Generell sind aktuelle Adapter mit 1200MBit/s eigentlich ganz ok. Die sollten alle auch MIMO können, wodurch der Schutzleiter zur Datenübertragung genutzt werden kann. 
100MBit/s sollte man jedenfalls hinbekommen. Ich nutze ein TP-Link TL-PA9020P-Kit, damit kann ich meine 200MBit/s-Kabelleitung auch noch zwei Zimmer weiter völlig problemlos ausnutzen. Die DDR-Verdrahtung spielt da zwar auch ne Rolle (ein Stromkreis für alle normalen Steckdosen...), die Reichweite aber auch - und die Leitungen laufen ja nun nicht gerade entlang der Luftlinie. 

TL-PA9020P KIT | AV2000-Gigabit-Powerline-Adapter KIT mit Steckdose | TP-Link Deutschland

Von dLAN-Adaptern mit 500MBit/s bzw. solche, die keine Schutzleiterkontakte haben sollte man die Finger lassen. Die sind meist echt richtig langsam.

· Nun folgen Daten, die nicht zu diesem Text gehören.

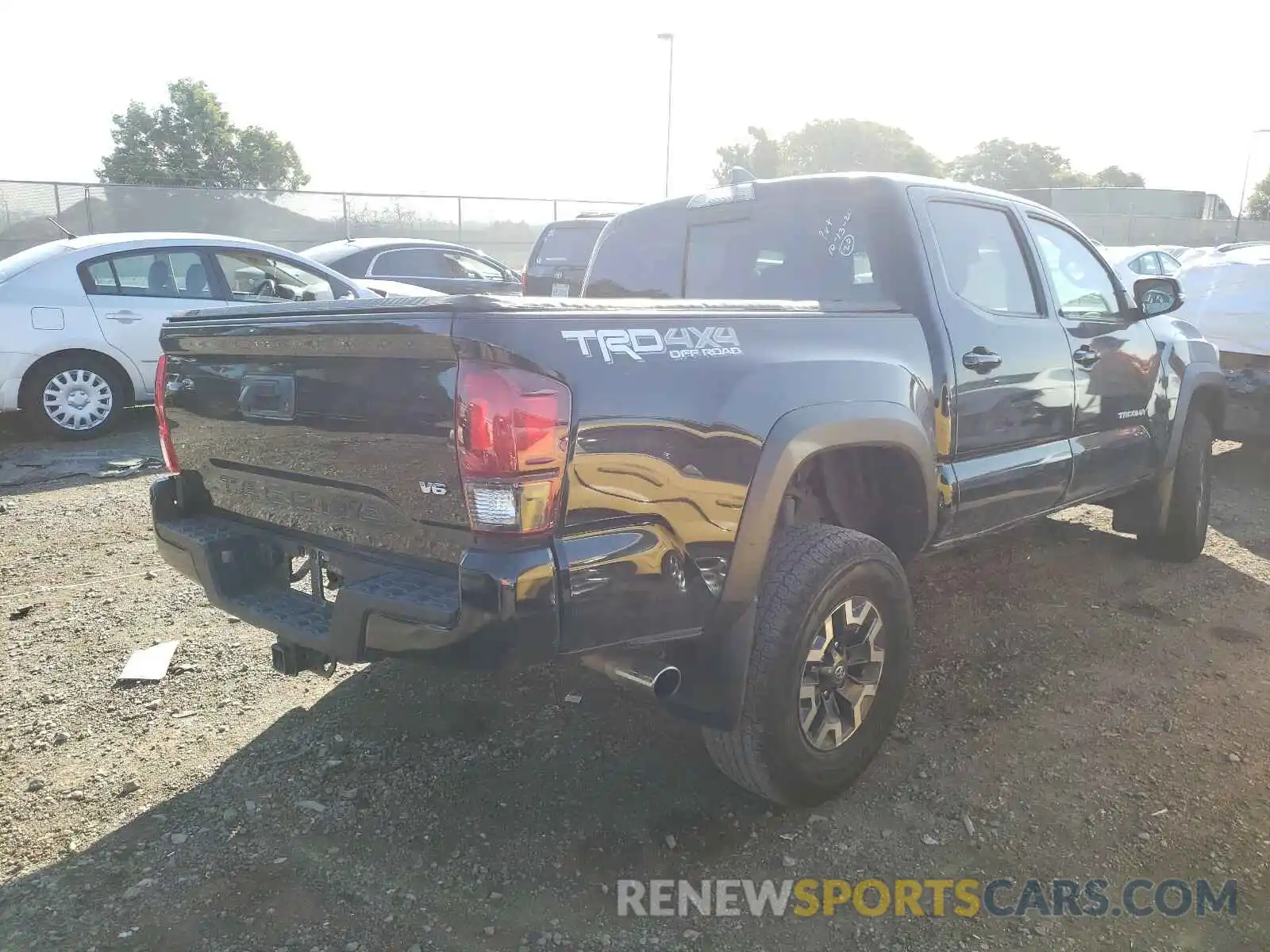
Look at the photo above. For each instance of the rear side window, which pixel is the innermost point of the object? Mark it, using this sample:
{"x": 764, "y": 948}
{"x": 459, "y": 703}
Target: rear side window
{"x": 156, "y": 273}
{"x": 567, "y": 245}
{"x": 639, "y": 255}
{"x": 982, "y": 259}
{"x": 802, "y": 254}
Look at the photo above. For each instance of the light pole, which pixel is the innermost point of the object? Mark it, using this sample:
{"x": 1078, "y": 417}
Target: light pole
{"x": 670, "y": 105}
{"x": 1244, "y": 184}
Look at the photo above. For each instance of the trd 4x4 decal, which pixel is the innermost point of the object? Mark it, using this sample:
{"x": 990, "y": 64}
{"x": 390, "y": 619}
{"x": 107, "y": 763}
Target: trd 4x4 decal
{"x": 679, "y": 343}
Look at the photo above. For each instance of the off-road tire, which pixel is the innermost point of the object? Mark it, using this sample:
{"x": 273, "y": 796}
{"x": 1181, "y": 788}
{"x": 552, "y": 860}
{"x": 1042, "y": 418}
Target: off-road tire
{"x": 1187, "y": 526}
{"x": 812, "y": 569}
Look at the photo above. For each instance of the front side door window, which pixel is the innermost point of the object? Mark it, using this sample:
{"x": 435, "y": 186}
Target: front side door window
{"x": 410, "y": 263}
{"x": 1083, "y": 287}
{"x": 133, "y": 292}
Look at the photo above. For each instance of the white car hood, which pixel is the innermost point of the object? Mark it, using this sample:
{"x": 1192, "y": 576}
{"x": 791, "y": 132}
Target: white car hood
{"x": 1229, "y": 298}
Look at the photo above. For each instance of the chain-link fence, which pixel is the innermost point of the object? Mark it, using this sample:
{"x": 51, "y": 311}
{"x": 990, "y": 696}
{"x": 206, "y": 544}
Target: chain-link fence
{"x": 1189, "y": 232}
{"x": 502, "y": 228}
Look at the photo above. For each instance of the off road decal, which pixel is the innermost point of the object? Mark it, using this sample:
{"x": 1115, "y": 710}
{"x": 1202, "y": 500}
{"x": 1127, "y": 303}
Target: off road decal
{"x": 679, "y": 343}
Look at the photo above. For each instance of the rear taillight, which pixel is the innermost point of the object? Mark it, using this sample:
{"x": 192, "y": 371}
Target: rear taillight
{"x": 512, "y": 433}
{"x": 169, "y": 451}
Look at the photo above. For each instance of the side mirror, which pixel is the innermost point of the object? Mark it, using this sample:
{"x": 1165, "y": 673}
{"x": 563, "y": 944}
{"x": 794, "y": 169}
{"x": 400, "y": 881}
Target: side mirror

Achja, ganz wichtig: Nach Möglichkeit nicht die dLAN-Adapter und das DSL-Modem in unmittelbarer Nähe betreiben. DSL und der Powerline-Standard nutzen die gleichen Frequenzen, gelegentlich kann das mal zu Störungen führen.


----------



## Filmrissverleih (2. November 2018)

Ja, ich weiss dass das grauenhafte Werte sind.
Habe die dLan Stecker auch in Mehrfacksteckdosen drinstecken, geht leider nicht anders. TV steht quasi frei im Raum.

Aber da wird nix drüber kopiert, nur fürn Stream zum TV/Kodi. Dafür langt es allemal.

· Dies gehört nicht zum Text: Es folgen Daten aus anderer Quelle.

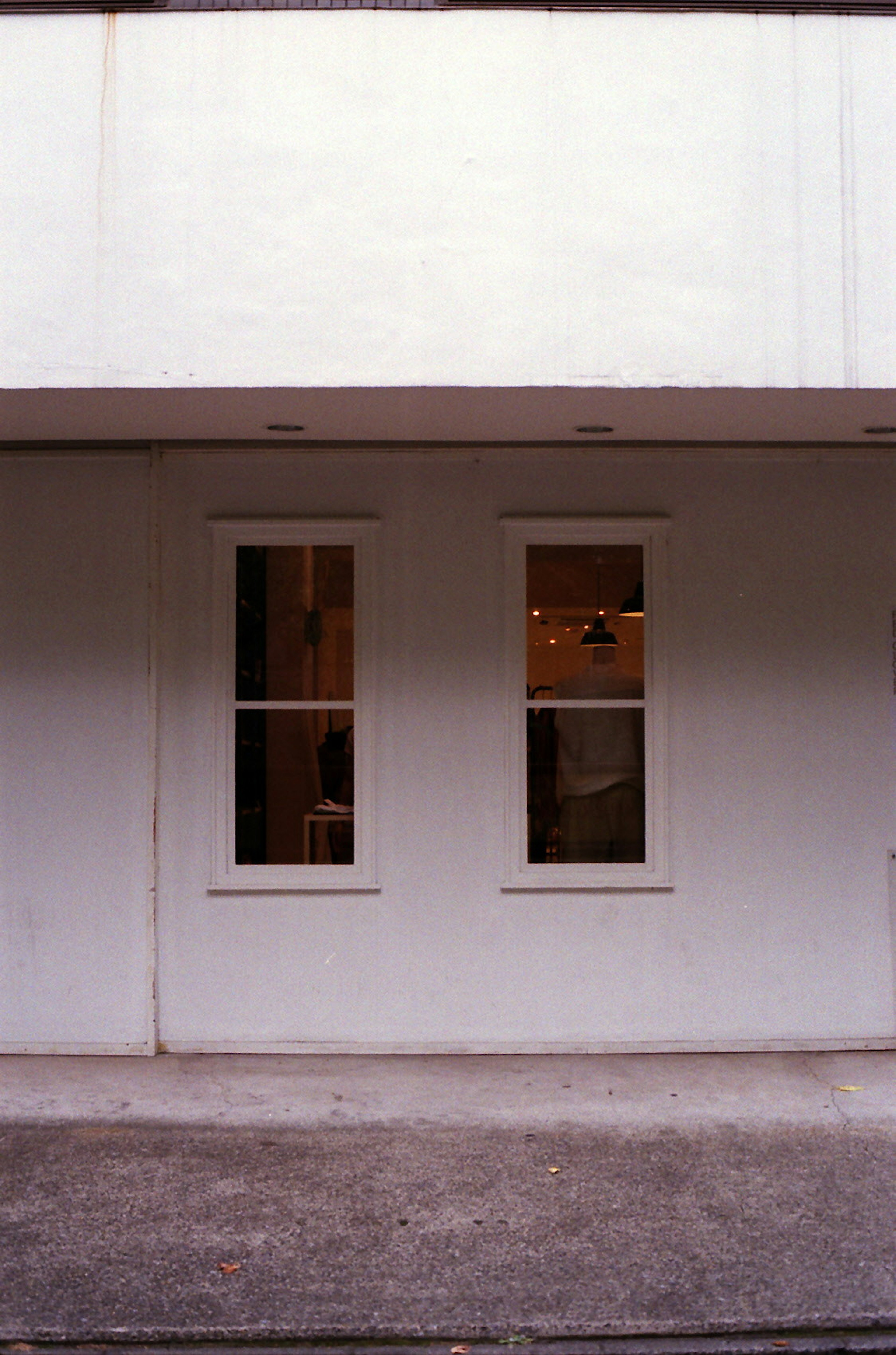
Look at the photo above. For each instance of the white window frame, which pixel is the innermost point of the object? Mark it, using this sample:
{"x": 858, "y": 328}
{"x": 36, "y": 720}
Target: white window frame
{"x": 227, "y": 876}
{"x": 651, "y": 534}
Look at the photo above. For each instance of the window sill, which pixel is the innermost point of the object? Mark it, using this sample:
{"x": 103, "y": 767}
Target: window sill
{"x": 288, "y": 883}
{"x": 556, "y": 879}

Schneller war es mit der Wlan Bridge, mit Asus EA-AC87 und RT-AC87U, aber immer mit Funkabbrüchen gekämpft. (bei 3 Metern!)

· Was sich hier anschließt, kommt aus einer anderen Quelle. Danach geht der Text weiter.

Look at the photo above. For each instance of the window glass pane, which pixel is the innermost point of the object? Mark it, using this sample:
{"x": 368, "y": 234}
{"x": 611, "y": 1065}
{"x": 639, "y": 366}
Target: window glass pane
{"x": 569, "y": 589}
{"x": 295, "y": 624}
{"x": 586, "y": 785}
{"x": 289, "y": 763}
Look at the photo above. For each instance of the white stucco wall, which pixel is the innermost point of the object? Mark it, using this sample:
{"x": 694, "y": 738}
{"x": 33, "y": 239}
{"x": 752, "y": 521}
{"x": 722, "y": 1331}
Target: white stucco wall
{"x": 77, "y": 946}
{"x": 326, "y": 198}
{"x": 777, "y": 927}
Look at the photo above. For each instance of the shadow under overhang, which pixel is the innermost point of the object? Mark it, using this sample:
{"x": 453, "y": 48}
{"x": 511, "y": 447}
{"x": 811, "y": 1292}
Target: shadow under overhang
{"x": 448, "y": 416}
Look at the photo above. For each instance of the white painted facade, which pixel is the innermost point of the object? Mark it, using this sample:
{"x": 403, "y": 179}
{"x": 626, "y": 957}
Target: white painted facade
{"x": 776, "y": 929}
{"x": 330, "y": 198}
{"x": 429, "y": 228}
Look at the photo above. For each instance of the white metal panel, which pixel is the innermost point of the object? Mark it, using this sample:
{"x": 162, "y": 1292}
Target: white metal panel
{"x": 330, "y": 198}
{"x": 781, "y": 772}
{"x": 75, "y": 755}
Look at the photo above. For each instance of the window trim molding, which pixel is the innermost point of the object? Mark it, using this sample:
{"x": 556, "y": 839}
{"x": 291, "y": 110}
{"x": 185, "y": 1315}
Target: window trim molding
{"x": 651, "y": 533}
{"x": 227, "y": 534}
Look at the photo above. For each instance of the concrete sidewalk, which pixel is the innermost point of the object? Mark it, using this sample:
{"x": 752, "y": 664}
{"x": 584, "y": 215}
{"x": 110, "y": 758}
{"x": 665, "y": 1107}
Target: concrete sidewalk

PS: Dazu kommt noch meine tolle 16Mbit DSL Leitung.....


----------



## Sporax (2. November 2018)

Ich danke euch für die zahlreichen Antworten.
Bin übrigens immer noch am überlegen, ob ich mir die AVM oder die Devolo Magic Lan kaufen soll. 
Nachdem ich die Kundenrezension für die Devolo gelesen habe,  tendiere ich momentan eher zur AVM.
Die TP-Link 2000 ist überall ausverkauft.

Ich kann mich nicht entscheiden  ... 

@iGameKudan bei mir sieht es so aus, dass ich die TP-Link Powerline an der Steckdose habe, an dem Stecker der Powerline steckt ein Mehrfachstecker und an dem Mehrfachstecker hängt unter anderem der Router dran 
Das läuft jetzt schon seit einigen Jahren so.^^


----------



## iGameKudan (2. November 2018)

Durch Edit nen Doppelpost gemacht.


----------



## iGameKudan (2. November 2018)

Ah, das ist natürlich doof, ich habe die Dinger noch vor nem knappen halben Jahr beim MediaMarkt gekauft. Dachte nicht, dass die jetzt schon EOL sind. 
Meine Empfehlung wäre wiegesagt was mit mindestens 1200MBit/s. 500MBit/s ist hart wenig - ich hatte vor gefühlten Ewigkeiten mal ein Paar MSI MEGA ePower 500HD, die haben im gleichen Einsatzszenario die damalige 100er-Leitung nur zu knapp 75MBit/s auslasten können. 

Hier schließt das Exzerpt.